From proposing with a ring to exchanging vows in front of our loved ones, we follow a lot of traditions when it comes to getting married.
Practicing such rituals has become second nature to us in the modern age; in fact, we don't really think about how they came to exist in the first place. Obviously, they aren't anything new -- most of them date back hundreds of years to very different times and cultures. And while they're all sweet, cute, and fun now, the same can't exactly be said for them back then.
You'll probably view weddings a bit differently when you learn these 15 interesting, strange, and even barbaric origins of marriage traditions.
1. In 1215, Pope Innocent III instituted a waiting period between a betrothal and the marriage ceremony, with rings symbolizing a couple's commitment in the meantime. They also symbolized social status, so only the elite could wear fancy, jeweled rings.
2. Ancient Spartans are believed to have thrown the first bachelor parties, feasting and toasting to the groom's last night as a single man.
3. In 1840, Queen Victoria wore a white dress at her wedding to Prince Albert -- a choice considered pretty unusual at the time. While she wasn't the first royal to get married in white, she's been credited for starting the white wedding dress tradition.

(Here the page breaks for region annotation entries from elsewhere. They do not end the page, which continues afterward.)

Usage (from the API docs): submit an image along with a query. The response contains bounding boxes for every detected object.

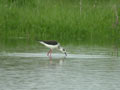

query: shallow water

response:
[0,48,120,90]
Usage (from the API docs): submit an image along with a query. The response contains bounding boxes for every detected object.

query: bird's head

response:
[58,46,67,56]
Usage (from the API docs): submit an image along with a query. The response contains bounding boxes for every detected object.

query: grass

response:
[0,0,120,45]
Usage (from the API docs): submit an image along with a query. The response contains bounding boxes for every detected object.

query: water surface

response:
[0,47,120,90]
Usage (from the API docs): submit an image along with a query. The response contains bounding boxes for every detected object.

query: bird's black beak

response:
[65,52,67,56]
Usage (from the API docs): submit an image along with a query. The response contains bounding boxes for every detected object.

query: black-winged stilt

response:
[39,41,67,58]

4. Weddings began as a way to publicly announce a man and a woman were now husband and wife, as they are today. They also helped to prevent incest in places where marrying relatives was unacceptable.

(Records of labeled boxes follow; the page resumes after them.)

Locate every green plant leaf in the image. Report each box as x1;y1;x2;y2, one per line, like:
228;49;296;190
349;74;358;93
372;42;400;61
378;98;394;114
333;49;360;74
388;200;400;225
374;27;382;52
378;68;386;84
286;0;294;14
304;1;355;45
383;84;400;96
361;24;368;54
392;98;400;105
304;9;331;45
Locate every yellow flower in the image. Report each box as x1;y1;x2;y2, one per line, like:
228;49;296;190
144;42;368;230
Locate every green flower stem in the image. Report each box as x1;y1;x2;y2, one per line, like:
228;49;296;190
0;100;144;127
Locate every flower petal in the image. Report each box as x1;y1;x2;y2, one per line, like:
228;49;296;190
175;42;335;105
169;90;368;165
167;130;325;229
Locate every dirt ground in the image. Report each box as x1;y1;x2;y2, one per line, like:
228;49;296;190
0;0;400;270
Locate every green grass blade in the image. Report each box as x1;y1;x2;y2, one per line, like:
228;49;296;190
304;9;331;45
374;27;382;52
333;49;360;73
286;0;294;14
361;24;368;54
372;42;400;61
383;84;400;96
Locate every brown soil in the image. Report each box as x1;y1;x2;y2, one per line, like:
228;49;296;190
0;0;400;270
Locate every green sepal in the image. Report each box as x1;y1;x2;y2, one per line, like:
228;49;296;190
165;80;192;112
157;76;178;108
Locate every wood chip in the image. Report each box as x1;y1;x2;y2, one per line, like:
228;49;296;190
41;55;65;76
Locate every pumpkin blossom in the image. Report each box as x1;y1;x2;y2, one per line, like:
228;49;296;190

5. In Eastern Europe, mock-kidnappings of the bride are traditional. But up until the 18th century, it was a very real practice around the world, in which a man abducted the woman he wanted to marry. Unfortunately, it still happens in countries including Moldova, Kyrgyzstan, Chechnya, Armenia, Ethiopia, Kazakhstan, and South Africa.
6. Oh, and the best man was chosen based his combat and kidnapping skills.
7. The bride stands on the groom's left side during the wedding ceremony because he used to need his right hand free to fight off other suitors.
8. Back in the day, fathers basically owned their daughters. Walking them down the aisle and giving them away to the groom was a way of transferring ownership.
9. In Ancient Rome, bridesmaids wore the same dresses to act as decoys for the bride, who also dressed the same. Happy events such as weddings were believed to attract evil spirits, so the idea was to make it harder for them to be able to tell the women apart.
10. In the Middle Ages, wedding guests would rip the clothes off the bride as a gesture of good luck. To save her dress from being destroyed, the bride would throw her bouquet as a distraction.
11. The bouquet used to be made out of pungent herbs and spices, including garlic and rosemary, to ward off evil spirits.
12. Tiered wedding cakes came from the tradition of stacking buns in a pile in front of the newlyweds, who were then challenged to kiss each other over the tall stack.
13. Ancient Romans carried their brides over the threshold to protect them from evil spirits that wanted to enter their bodies through the bottom of their feet.
14. Tying cans to cars originated in a French custom called charivari, in which grooms basically apologized for stealing a girl from other suitors by throwing midnight parties.
15. As a wedding gift, ancient Norse newlyweds received a month's worth of mead from their friends and family. Mead is made from honey and a month is one moon cycle. Pair them and you have the word, "honeymoon."